Virgil C. Mottern was a telegraph operator. When he was called by the draft during the World War his religious belief forbade him to bear arms, and he was placed in an outpost company of the 105th Field Signal Battalion. On the night his division was retiring from the front never to return to battle again, the enemy suspected the movement of troops and kept up a constant bombardment. Just as he too was about to join the happy throng to march back from the front, the line of communication between the front line trenches and the outpost was broken. Sergeant Mottern could have left the broken line for the new men to repair or have dispatched some one else, but knowing the terrain he started out with a few of his men. He was hardly over the top before a shell burst near him and when his friends reached him he was dead. No record of his grave has ever been found so he remains today an Unknown Soldier.

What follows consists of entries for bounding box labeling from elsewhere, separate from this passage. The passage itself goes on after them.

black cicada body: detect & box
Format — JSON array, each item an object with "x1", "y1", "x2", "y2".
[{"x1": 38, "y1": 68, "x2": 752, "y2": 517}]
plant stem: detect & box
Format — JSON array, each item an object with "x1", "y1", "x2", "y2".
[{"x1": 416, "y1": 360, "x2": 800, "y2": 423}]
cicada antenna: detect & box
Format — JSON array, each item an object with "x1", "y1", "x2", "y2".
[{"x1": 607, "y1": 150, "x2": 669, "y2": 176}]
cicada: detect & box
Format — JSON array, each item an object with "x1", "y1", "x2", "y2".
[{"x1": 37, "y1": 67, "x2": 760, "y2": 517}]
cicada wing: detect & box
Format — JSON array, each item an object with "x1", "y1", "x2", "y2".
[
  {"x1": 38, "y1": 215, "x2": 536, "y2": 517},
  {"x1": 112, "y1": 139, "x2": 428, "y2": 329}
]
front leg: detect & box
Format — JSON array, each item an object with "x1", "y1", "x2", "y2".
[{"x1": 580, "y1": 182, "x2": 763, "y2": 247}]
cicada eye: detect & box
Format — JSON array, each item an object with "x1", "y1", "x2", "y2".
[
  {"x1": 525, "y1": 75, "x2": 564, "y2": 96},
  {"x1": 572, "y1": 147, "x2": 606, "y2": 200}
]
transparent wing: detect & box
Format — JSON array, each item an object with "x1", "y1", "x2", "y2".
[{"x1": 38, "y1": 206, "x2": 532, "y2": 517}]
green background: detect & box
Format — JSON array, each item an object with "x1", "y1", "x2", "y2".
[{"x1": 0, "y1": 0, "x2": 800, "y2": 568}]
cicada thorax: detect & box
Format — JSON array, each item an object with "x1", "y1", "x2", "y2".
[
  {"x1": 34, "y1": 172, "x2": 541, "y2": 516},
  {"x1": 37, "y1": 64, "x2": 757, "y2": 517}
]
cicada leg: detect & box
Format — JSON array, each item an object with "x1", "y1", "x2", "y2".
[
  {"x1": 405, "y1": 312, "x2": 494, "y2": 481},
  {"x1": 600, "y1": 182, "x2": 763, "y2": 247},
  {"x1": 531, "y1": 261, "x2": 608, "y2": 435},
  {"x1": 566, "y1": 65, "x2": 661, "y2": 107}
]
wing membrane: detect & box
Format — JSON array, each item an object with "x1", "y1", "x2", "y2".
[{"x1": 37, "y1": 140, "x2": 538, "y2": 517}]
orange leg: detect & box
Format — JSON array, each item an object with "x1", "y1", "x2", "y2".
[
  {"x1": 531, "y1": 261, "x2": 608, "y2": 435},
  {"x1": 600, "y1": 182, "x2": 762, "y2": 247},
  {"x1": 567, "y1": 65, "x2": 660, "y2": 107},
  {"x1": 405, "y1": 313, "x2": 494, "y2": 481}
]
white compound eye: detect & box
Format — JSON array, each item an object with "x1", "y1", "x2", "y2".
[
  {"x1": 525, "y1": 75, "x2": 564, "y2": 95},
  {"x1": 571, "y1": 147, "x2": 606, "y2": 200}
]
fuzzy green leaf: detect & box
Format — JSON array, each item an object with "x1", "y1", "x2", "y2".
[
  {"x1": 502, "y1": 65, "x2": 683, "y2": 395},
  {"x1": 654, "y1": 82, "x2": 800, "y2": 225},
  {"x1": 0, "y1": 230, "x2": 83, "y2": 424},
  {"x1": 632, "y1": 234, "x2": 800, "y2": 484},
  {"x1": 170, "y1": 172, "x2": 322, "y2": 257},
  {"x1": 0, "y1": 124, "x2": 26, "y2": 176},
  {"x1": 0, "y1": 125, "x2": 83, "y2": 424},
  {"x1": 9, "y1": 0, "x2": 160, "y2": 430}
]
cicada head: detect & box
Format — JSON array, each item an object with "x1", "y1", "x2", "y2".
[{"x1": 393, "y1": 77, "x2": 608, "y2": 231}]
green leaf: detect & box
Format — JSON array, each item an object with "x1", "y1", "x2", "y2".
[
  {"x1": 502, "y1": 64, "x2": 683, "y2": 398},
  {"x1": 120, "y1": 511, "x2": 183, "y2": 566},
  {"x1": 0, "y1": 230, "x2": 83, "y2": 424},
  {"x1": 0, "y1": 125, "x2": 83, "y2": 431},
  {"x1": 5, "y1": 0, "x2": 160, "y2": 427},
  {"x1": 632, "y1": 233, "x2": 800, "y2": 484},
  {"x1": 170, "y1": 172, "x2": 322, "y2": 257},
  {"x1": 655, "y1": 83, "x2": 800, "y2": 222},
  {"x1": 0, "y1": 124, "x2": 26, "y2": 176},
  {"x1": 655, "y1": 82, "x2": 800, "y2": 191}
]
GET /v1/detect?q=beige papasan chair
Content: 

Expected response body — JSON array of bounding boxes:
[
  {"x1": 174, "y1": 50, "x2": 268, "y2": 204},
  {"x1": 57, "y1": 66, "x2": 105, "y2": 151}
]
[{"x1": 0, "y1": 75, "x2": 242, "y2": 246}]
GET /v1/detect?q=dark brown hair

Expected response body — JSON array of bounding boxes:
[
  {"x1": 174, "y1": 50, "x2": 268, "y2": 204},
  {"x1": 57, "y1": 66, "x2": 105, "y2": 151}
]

Distinguished Service Cross citation:
The President of the United States of America, authorized by Act of Congress July 9, 1918, takes pride in presenting the Distinguished Service Cross (Posthumously) to Sergeant First Class Virgil C. Mottern, United States Army, for extraordinary heroism while serving with Company C, 105th Field Signal Battalion, 30th Division, A.E.F., near Mazinghein, France, 19 October 1918. Sergeant Mottern lost his life while personally laying a telephone line over exceedingly dangerous ground, under continuous artillery fire, which had caused a great loss among the runners. He attempted the laying of this line in order give his men a rest in a place of safety.